IM Probe Results Spreadsheet

In addition to the ten common columns found in all spreadsheets, the IM Probe Data extension to the basic type of spreadsheet also has the following columns before the probe chemistry data:

Preparation_Laboratory_Sample_Group
Grains that are subjected to miroprobe analyses are usually mounted in epoxy on 25 mm diameter lucite disks.  Several hundred grains may be mounted on a single disk.  This column allows the user to identify the disk holding a particular grain.
Mineral_Abbreviation
This column provides a classification for the grain based on the probe chemistry results.  The mineral names are abbreviated but are hyperlinked to the corresponding keyword metadata page for the mineral, which provides a definition of the mineral.  The column can also be filtered by clicking on the down-arrow beside the column name and selecting one or more minerals from the drop-down list.  This way, all the samples with chrome-diopside grains, for example, can be viewed together.

Following the column Mineral_Abbreviation are the columns of probe chemistry results.  The column names are the oxide symbol abbreviations.  To see the units for these measurements, click on the Lab_Key (second column in the spreadsheet) for the sample to go to its analtyical sample bundle metadata page where the units for each measured quantity (here, oxides) are listed.

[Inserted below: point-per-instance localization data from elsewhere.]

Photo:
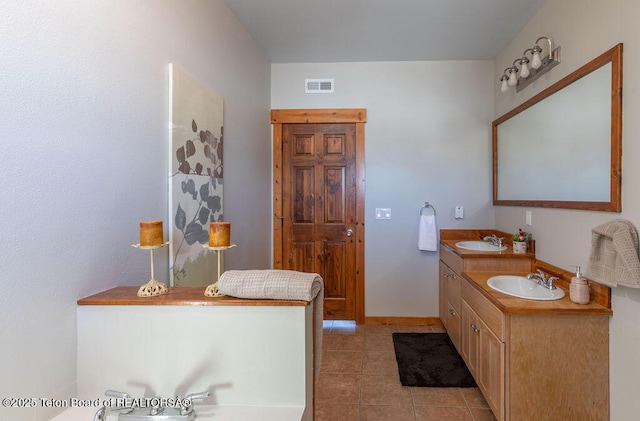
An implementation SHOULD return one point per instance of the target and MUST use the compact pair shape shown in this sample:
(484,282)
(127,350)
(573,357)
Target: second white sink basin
(521,287)
(479,246)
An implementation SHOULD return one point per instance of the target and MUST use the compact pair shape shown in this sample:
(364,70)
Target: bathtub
(256,357)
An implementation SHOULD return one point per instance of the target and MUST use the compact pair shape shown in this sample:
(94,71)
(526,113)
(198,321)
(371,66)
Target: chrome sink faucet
(548,283)
(495,240)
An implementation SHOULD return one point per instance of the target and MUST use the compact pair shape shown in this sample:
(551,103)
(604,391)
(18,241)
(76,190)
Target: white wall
(585,29)
(84,159)
(427,139)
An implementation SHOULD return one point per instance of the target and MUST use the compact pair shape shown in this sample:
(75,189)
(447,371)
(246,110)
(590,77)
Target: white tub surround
(247,353)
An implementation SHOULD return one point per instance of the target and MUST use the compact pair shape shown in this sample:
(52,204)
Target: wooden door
(319,208)
(320,223)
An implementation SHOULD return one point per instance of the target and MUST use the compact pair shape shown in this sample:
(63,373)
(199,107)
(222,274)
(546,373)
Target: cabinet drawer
(492,317)
(451,259)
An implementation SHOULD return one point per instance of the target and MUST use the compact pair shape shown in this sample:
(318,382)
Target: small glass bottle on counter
(579,288)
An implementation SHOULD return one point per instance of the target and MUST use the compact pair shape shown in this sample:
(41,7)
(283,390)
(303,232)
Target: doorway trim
(358,116)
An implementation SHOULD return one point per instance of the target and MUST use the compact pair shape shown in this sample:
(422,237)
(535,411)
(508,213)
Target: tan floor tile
(341,342)
(384,390)
(346,327)
(331,412)
(482,414)
(380,329)
(435,413)
(379,363)
(474,397)
(386,413)
(336,388)
(341,362)
(379,343)
(437,396)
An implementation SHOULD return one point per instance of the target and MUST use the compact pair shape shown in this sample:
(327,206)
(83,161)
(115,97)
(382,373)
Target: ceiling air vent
(318,86)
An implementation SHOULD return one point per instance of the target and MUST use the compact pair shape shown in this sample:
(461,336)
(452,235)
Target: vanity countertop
(507,254)
(513,305)
(177,296)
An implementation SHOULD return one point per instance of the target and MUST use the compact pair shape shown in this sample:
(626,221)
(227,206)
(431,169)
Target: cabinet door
(490,370)
(469,336)
(453,325)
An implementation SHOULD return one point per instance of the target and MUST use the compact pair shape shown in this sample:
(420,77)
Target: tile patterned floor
(359,381)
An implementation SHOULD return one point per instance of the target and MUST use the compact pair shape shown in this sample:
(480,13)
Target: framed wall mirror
(563,147)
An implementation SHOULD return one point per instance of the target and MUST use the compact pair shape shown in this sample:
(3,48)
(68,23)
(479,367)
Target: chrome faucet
(495,240)
(159,409)
(548,283)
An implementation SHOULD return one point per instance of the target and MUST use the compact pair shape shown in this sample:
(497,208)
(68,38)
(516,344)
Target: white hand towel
(427,233)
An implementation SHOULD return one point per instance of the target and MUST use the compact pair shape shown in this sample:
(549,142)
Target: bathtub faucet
(151,409)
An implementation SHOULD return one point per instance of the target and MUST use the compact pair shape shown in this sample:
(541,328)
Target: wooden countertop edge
(507,254)
(177,296)
(521,306)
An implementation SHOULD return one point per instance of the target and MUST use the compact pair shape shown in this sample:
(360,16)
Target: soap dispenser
(579,289)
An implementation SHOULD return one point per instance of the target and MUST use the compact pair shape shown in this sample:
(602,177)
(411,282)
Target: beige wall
(84,158)
(427,139)
(585,29)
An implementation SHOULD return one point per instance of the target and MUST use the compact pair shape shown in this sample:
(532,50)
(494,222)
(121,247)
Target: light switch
(383,213)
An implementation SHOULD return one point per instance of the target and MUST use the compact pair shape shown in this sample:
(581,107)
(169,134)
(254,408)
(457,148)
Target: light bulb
(535,61)
(504,87)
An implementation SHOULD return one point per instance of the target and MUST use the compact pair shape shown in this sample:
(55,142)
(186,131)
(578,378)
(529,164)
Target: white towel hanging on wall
(427,231)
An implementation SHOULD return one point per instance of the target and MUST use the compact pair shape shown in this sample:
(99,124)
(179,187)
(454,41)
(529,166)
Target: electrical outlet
(383,213)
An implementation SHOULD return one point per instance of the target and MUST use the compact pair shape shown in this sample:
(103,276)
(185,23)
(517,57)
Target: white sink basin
(479,246)
(521,287)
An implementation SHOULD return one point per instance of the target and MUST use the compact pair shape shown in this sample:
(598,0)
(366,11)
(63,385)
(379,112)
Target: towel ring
(427,209)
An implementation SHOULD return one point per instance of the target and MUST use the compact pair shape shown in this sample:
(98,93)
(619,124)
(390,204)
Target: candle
(220,234)
(151,233)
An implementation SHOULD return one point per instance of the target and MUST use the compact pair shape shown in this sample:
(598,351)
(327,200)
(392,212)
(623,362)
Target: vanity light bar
(528,74)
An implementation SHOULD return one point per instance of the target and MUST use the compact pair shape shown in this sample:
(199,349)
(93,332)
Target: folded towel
(280,285)
(270,284)
(427,233)
(613,259)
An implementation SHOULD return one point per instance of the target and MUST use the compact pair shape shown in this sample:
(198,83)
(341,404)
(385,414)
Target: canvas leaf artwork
(196,177)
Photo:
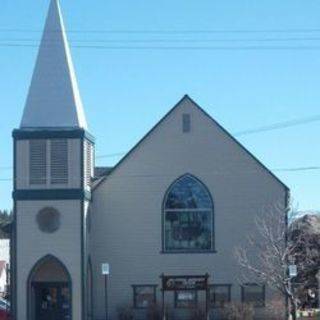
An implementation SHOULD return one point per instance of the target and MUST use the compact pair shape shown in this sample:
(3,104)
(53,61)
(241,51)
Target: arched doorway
(49,291)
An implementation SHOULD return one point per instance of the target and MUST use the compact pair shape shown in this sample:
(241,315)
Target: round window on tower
(48,220)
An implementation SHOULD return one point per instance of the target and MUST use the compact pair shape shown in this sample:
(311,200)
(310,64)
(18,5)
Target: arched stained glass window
(188,216)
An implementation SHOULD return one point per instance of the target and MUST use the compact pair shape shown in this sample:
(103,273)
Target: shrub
(237,311)
(275,309)
(154,312)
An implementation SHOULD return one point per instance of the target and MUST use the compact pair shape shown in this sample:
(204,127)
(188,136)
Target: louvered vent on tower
(38,162)
(59,161)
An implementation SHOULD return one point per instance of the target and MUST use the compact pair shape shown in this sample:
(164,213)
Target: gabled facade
(177,204)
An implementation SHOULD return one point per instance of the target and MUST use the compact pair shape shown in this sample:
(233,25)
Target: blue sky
(125,92)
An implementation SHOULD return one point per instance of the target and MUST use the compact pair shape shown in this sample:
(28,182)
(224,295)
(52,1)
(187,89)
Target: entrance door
(52,301)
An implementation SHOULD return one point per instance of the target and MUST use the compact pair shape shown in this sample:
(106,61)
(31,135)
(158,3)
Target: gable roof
(54,99)
(186,97)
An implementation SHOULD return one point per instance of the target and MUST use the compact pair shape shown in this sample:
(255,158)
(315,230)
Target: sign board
(173,283)
(105,268)
(293,271)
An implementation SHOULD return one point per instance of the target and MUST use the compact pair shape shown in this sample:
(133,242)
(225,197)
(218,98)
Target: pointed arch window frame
(164,250)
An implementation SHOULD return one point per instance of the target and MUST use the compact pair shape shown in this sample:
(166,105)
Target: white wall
(64,244)
(126,228)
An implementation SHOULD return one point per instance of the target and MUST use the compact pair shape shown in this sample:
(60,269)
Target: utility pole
(105,272)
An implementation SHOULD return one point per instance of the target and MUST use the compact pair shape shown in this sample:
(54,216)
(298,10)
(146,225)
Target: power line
(172,31)
(271,127)
(179,40)
(179,48)
(293,169)
(279,125)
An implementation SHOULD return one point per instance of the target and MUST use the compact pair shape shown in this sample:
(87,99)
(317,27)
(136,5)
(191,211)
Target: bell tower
(53,167)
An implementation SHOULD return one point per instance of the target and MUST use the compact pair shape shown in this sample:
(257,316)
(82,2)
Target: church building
(166,218)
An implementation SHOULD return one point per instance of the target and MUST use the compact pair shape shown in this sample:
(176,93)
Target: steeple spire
(54,99)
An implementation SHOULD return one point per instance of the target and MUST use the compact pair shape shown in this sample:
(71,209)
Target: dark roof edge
(241,145)
(213,120)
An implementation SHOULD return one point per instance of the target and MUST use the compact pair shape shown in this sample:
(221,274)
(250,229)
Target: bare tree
(266,253)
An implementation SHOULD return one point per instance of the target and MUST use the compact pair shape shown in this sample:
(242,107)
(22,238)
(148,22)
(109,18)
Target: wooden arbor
(185,283)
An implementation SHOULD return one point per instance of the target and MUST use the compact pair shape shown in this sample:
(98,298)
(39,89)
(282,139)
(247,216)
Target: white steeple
(54,99)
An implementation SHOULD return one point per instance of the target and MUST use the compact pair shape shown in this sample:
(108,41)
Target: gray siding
(127,206)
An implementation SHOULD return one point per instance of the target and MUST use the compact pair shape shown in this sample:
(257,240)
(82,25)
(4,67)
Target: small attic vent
(186,122)
(38,162)
(59,161)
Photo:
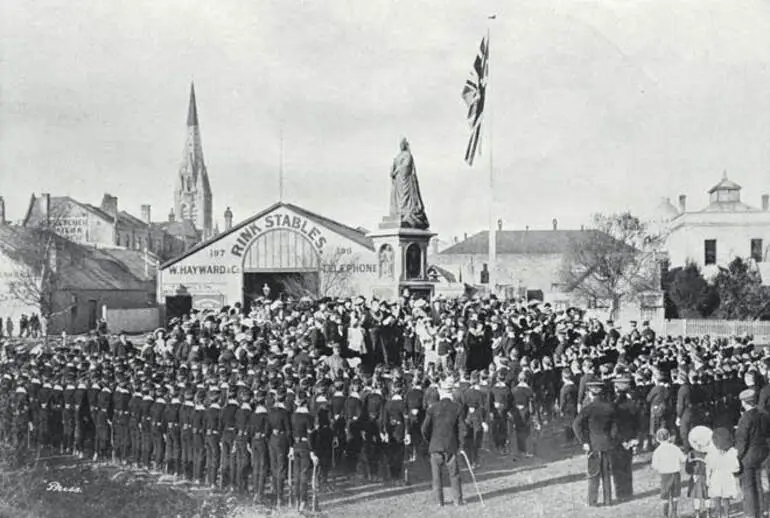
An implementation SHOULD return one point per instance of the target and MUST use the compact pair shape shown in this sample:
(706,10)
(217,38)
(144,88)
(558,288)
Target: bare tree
(615,260)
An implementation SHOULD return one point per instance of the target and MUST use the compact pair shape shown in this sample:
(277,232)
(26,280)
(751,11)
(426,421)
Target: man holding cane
(595,427)
(443,428)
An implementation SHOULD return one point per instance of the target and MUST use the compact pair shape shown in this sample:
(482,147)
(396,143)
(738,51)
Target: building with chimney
(106,226)
(192,195)
(714,235)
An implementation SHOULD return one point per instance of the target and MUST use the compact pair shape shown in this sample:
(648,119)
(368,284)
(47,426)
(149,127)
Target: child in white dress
(721,467)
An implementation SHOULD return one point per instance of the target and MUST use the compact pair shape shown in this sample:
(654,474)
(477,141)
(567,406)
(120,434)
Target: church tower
(192,197)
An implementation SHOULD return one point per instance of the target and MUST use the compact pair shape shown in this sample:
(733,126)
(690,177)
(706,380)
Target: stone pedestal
(402,257)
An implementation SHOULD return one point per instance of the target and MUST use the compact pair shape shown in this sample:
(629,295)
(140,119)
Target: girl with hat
(722,465)
(699,439)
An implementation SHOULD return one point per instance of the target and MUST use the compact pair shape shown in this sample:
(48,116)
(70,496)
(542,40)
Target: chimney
(228,219)
(110,205)
(46,208)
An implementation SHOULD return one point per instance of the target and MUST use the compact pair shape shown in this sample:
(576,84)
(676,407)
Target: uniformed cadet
(372,448)
(477,418)
(121,399)
(212,425)
(227,461)
(415,412)
(568,400)
(523,400)
(68,416)
(102,413)
(146,425)
(323,437)
(158,427)
(6,395)
(337,411)
(593,427)
(394,430)
(279,443)
(242,442)
(628,421)
(33,395)
(501,403)
(354,411)
(80,404)
(55,418)
(22,425)
(43,415)
(135,424)
(171,422)
(259,429)
(199,436)
(302,452)
(186,411)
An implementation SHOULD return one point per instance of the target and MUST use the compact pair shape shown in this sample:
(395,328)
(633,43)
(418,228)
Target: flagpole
(280,166)
(488,128)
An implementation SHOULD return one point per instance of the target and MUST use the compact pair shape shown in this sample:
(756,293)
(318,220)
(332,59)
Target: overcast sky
(597,105)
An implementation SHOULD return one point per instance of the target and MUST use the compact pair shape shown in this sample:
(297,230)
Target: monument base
(403,261)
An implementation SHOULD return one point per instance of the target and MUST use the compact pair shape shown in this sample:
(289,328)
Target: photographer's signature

Determination Limits and Detection Limits

The definitions for determination limit and detection limit used on this web site are those used by J.J. Lynch (pers. comm., 1990).  A determination limit represents the lowest value that is obtainable by a particular analytical method.  In some situations (low sample weight in INAA, for example), this lowest level may not be attainable for a particular sample, and the laboratory will report a "detection limit" which is greater than the "determination limit".  If an analytical measurement does not have variable detection limits, the distinction between detection and determination limits disappears.

In the table below, Element 1 has undetected values of <10, <20 and <30.  Therefore, 10, 20 and 30 are the variable detection limits.  The lowest of these is <10, which means that 10 is the determination limit.  For Element 2, the only undetected values are all reported as <5.  In this case, the detection limit is identical to the determination limit, which equals 5.

Detection Limits vs. Determination Limits
Sample # Element 1 Element 2
1 61 <5
2 <10 41
3 42 23
4 <20 11
5 <30 <5
6 55 <5
7 <20 17
8 19 22
9 52 <5
10 28 9

Analytical values in a dataset that are close to the determination limit are not necessarily reliable.  Calculating percentiles when the dataset has variable detection limits is not straightforward.